We speak today of the Creative Age, the Orange Economy, and the future of innovation. Yet these children seem to arrive naturally equipped with many of the qualities that this age demands—curiosity, imagination, collaboration, experimentation, and an ease with technology. The question before us is not how to make them creative, but how to nurture and channel the creativity they already possess.
Bloom’s Taxonomy and the Place of Creativity
Having been an educator for over forty years, my thoughts naturally turned to the fundamentals of teaching and learning—Bloom’s Taxonomy. For decades, Bloom’s Taxonomy has served as a guiding framework in education. In its revised form, the hierarchy progresses through six cognitive levels: Remember, Understand, Apply, Analyse, Evaluate, and finally, Create. Significantly, “Create” occupies the highest position, recognising creativity as the most advanced form of learning and thinking.
This emphasis on creativity is particularly relevant in preparing children for a future where innovation, design, content creation, and problem-solving will increasingly define success.
Flipping Bloom’s Taxonomy
After watching my grandchildren I joined Ms Shelly Wright in questioning the pyramid because it creates the impression that there is a scarcity of creativity — only those who can traverse the bottom levels and reach the summit can be creative.

Educational thinker Shelley Wright, in her article Flipping Bloom’s Taxonomy (2012), challenges the traditional approach. She argues: “In the 21st century, we flip Bloom’s taxonomy. Rather than starting with knowledge, we start with creating, and eventually discern the knowledge that we need from it.”

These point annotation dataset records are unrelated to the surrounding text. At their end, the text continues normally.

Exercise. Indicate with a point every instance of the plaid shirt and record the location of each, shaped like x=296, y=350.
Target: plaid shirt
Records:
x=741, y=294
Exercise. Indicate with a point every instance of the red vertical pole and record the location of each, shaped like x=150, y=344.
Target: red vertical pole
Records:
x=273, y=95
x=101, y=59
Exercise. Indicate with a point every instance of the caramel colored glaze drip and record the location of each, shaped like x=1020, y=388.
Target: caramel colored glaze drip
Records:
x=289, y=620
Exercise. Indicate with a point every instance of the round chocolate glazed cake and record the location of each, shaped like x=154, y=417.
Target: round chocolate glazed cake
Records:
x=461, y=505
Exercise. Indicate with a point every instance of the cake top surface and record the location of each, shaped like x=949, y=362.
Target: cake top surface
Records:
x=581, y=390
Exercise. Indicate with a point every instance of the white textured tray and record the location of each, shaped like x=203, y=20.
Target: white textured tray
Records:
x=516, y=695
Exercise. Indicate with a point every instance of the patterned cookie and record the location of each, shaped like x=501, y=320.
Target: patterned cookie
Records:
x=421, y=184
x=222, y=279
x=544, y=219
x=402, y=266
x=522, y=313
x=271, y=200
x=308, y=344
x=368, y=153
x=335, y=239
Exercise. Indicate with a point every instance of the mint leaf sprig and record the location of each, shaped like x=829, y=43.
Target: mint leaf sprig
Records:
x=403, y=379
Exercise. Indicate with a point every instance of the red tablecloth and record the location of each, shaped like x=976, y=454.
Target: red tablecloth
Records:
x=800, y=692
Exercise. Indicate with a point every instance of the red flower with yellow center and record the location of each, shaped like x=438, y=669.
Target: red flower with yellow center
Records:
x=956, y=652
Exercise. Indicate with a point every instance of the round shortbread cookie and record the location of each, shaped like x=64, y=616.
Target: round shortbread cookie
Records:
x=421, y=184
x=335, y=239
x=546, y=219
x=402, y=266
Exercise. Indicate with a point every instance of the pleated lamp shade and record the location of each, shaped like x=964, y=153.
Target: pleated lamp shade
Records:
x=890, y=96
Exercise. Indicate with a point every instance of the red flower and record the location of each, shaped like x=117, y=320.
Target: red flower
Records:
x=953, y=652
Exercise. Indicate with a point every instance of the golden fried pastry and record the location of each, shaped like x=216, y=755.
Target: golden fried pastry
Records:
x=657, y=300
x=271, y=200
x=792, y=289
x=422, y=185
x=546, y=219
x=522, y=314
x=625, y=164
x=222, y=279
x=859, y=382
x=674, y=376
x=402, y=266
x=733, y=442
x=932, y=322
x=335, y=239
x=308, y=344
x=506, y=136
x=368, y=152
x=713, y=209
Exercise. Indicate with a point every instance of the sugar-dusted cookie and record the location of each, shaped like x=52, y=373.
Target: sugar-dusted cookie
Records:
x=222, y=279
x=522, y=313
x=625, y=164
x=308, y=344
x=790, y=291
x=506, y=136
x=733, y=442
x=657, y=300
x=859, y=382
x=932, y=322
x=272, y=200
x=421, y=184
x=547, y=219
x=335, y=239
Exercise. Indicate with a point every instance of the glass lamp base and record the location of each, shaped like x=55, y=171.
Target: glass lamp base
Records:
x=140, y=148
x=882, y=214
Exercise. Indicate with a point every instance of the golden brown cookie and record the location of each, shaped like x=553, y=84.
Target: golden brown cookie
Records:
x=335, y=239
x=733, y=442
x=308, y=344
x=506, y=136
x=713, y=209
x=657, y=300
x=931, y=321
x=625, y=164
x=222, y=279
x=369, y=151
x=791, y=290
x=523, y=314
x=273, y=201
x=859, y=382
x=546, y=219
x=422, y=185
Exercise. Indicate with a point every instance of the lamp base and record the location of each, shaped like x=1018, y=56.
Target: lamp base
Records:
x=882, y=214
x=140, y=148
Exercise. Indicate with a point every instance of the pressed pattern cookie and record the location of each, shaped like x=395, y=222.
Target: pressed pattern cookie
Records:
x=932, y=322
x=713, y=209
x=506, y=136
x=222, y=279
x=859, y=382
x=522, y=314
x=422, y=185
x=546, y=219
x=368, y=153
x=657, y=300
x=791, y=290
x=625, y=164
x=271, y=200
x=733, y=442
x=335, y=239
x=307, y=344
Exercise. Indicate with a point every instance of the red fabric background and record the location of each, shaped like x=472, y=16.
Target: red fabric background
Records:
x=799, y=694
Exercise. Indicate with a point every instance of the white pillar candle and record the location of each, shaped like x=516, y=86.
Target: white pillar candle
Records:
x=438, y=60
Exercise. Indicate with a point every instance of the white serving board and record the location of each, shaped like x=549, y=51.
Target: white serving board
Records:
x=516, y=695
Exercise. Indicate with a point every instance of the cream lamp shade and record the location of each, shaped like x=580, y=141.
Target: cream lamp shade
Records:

In reality, children often learn by creating first—through play, experimentation, storytelling, building, drawing, filming, and exploring. The process of creation itself becomes a pathway to knowledge.
This student-centred approach may not always fit comfortably within highly structured educational systems, but it resonates strongly with the natural learning patterns of today’s children.
Beyond the Pyramid
Bloom’s Taxonomy has also attracted criticism for its rigid pyramid representation. More recent interpretations portray the framework as a set of interlocking cogs, symbolising the interconnected nature of cognition. In this model, “Create” is not merely the final destination; it interacts continuously with remembering, understanding, analysing, and evaluating.

The image of interconnected gears better reflects how learning actually occurs. Creativity is not an endpoint but a driving force that energises all other forms of thinking. Such an understanding is especially important in preparing young learners for the emerging Orange Economy, where originality, innovation, and adaptability are prized assets.
Preserving and nurturing the childlike creativity is the greatest challenge today. Is our education system killing or nurturing the inborn creativity of gen alpha? And the bigger question: Is AI a facilitator or a threat to creativity?
The Responsibility Before Us
The ball is now firmly in the court of parents and educators. Generation Alpha possesses an innate creativity that often surprises and challenges us. Our task is not to constrain it within rigid boundaries but to provide the environment, encouragement, and opportunities that allow it to flourish.
As we look towards a future that increasingly values ideas over routines and innovation over repetition, one question remains before us: Are we prepared to nurture the creative potential that these children already carry within them?
The future seems ready for Generation Alpha. The greater challenge may be whether we, their parents and educators, are ready for them.